Thin Line between Military and Civilian
Another possible reason for the differences could be the fact that the US intelligence report focused solely on uranium enrichment done in secret and on possible steps taken toward the production of a bomb -- but not on Tehran's claimed civilian nuclear power program. But the line between civilian and military nuclear programs is a thin one, as a number of states have demonstrated. The atomic weapons programs in Israel, South Africa, Pakistan and China all grew out of civilian nuclear programs.
There are a number of indications that Iran isn't just interested in civilian nuclear technology. Just on Wednesday, an exiled Iranian opposition group published satellite images it claims shows an Iranian atomic bomb-making facility. In January, physicist Richard Garwin, who is also a US government adviser, calculated that the Natanz facility -- even were it to reach its maximum capacity of 54,000 centrifuges -- could not produce enough low-enriched uranium for a nuclear power facility. But, he said, the 3,000 centrifuges currently in operation could be sufficient to produce enough highly enriched uranium for a weapon.
Iran's successful launch of a ballistic "research rocket" into space at the beginning of the month is likely doing little to reduce concerns. A rocket that can carry a satellite into space, after all, could be modified to carry a nuclear warhead.

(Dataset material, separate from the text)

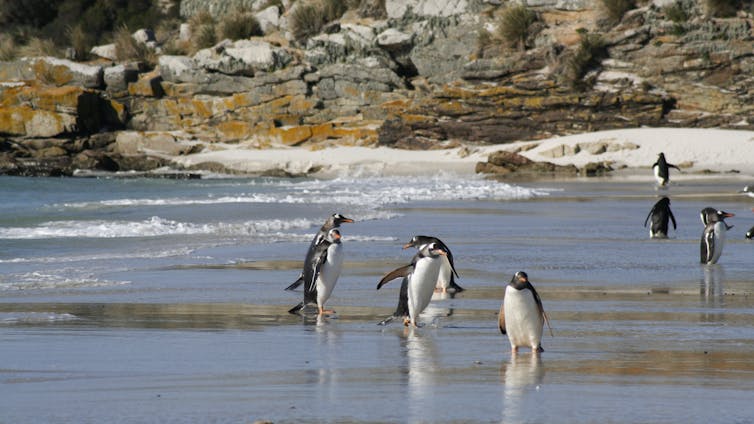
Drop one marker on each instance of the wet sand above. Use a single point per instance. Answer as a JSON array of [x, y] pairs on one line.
[[643, 333]]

Roland Schenkel, the director-general of the JRC, says it is time for European politicians to re-evaluate. It is time, he said in Boston during a weekend meeting of the American Association for the Advancement of Science, for the world's atomic powers to allow inspections of their nuclear facilities and to take steps toward disarmament instead of modernizing their nuclear arsenals. Both the US and Great Britain have recently invested large amounts of money in their nuclear weapons caches.
Industrial Capacity
Schenkel would also like to see more competencies for the International Atomic Energy Agency. "The IAEA needs a real weapons control program," he told SPIEGEL ONLINE. As it stands now, the IAEA must focus solely on fissile material and on nuclear facilities. "The goal should be checks in the service of non-proliferation," Schenkel says. "The checks need to have more bite."

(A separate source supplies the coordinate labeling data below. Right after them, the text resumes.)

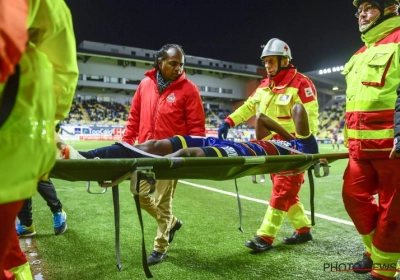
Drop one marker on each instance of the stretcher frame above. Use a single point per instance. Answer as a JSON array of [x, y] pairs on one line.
[[111, 172]]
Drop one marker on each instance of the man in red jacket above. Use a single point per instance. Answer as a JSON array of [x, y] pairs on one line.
[[165, 104]]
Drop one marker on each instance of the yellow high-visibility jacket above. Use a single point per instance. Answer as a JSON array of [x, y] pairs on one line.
[[275, 98], [372, 76], [47, 80]]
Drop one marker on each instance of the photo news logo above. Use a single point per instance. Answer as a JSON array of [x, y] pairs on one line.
[[348, 267]]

Many experts likewise believe that more checks need to be carried out in Iran itself -- a position that was not changed at all by the US intelligence report. "We judge with high confidence that in fall 2003, Tehran halted its nuclear weapons program," the report reads. But it is not this conclusion that is the most decisive one in the report. Rather, it was the final sentence: "We assess with high confidence that Iran has the scientific, technical and industrial capacity eventually to produce nuclear weapons if it decides to do so."